Foundations for a Treatment of the Scattering of Light by the Hydrodynamical and Statistical Atom Model

Abstract

A study has been made on the scattering of light by the hydrodynamical and statistical atom model. Bloch's treatment of the hydrodynamical equations of motion for this model is supplemented here by inclusion of the interaction with the electromagnetic field. We limited attention to oscillations of small amplitude. By correspondence principle arguments, general expressions were derived for the cross sections for absorption, coherent and incoherent scattering. The energy can be expressed—following Bloch—as the energy of a Thomas-Fermi atom plus a Hamiltonian which is associated with departures from the Thomas-Fermi distribution.
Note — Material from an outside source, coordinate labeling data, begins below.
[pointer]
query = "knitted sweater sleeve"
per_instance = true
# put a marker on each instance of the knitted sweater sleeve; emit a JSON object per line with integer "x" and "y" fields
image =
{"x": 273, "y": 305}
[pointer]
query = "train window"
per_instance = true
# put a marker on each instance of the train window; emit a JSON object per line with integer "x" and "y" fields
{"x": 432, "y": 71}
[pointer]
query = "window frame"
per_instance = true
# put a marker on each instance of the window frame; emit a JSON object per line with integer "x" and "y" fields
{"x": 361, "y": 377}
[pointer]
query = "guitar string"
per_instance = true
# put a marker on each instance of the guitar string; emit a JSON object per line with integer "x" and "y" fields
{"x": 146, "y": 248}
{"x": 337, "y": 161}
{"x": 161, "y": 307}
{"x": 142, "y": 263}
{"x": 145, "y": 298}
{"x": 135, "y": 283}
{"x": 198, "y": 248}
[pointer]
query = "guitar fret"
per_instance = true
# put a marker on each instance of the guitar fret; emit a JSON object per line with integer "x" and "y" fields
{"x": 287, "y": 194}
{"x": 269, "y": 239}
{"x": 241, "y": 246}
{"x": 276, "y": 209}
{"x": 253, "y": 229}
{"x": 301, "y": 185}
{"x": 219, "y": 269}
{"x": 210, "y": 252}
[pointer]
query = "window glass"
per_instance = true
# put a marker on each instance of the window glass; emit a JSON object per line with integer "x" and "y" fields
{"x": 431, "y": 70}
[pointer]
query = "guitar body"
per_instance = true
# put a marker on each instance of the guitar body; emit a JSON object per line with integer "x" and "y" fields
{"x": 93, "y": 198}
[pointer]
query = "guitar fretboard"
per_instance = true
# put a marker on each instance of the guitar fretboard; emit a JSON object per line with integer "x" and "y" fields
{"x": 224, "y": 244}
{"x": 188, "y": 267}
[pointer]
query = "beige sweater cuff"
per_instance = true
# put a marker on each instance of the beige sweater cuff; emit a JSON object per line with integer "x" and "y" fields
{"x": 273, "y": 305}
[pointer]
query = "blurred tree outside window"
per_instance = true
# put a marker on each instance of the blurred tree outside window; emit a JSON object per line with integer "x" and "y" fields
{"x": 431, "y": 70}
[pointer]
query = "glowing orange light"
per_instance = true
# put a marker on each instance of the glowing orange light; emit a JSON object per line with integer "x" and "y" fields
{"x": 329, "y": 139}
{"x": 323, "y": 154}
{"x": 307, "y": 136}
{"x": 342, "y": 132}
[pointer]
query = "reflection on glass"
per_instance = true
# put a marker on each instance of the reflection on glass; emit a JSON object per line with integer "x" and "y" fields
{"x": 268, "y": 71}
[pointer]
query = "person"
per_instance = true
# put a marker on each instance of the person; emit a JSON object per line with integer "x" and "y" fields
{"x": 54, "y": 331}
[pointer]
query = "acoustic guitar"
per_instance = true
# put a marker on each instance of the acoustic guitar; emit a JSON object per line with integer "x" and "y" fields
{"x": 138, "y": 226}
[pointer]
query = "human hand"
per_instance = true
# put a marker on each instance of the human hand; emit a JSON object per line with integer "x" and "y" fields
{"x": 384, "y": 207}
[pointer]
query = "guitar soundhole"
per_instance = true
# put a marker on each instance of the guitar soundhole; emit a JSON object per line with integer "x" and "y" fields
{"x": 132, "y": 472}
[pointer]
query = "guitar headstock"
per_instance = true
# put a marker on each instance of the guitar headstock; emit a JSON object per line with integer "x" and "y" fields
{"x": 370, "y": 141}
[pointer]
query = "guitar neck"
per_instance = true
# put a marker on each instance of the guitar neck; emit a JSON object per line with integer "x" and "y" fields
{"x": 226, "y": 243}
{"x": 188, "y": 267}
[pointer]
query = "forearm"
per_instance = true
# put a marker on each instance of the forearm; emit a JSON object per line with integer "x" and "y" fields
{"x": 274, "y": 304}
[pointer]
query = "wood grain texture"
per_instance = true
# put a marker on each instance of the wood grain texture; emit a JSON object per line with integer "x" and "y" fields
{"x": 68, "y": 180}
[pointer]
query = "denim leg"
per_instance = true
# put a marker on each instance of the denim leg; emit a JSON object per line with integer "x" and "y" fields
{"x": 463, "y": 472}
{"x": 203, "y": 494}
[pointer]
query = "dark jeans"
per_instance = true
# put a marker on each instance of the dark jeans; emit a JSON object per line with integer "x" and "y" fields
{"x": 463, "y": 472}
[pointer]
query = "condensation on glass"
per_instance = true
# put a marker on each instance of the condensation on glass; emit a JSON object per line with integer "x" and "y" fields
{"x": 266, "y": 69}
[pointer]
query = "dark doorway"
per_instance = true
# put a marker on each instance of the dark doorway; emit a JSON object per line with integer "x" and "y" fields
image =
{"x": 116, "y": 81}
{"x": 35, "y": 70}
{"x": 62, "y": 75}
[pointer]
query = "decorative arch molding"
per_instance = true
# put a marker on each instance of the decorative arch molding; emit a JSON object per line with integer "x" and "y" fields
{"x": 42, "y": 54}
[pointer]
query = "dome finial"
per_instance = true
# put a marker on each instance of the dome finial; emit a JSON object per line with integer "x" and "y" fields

Using Bloch's quantization of this Hamiltonian and applying the method of quantum field theory, we rederived the correspondence principle results for elementary cross sections. Then applying the correspondence theoretical argument to the matrix element, we rederived Heisenberg's result for the total intensity of the Compton scattering. We also apply the method of stationary phase to the hydrodynamical treatment and show that this method gives the same result as does the linear term in the momentum transfer in Heisenberg's expression, except for a numerical factor 3½/2—a point that was discussed by Bloch many years ago. Application of the general formulas given here for angular distribution of Rayleigh and Compton scattering will require electronic machine calculations of higher modes of oscillation of the gas model of the atom analogous to those made by Wheeler and Fireman for l=1.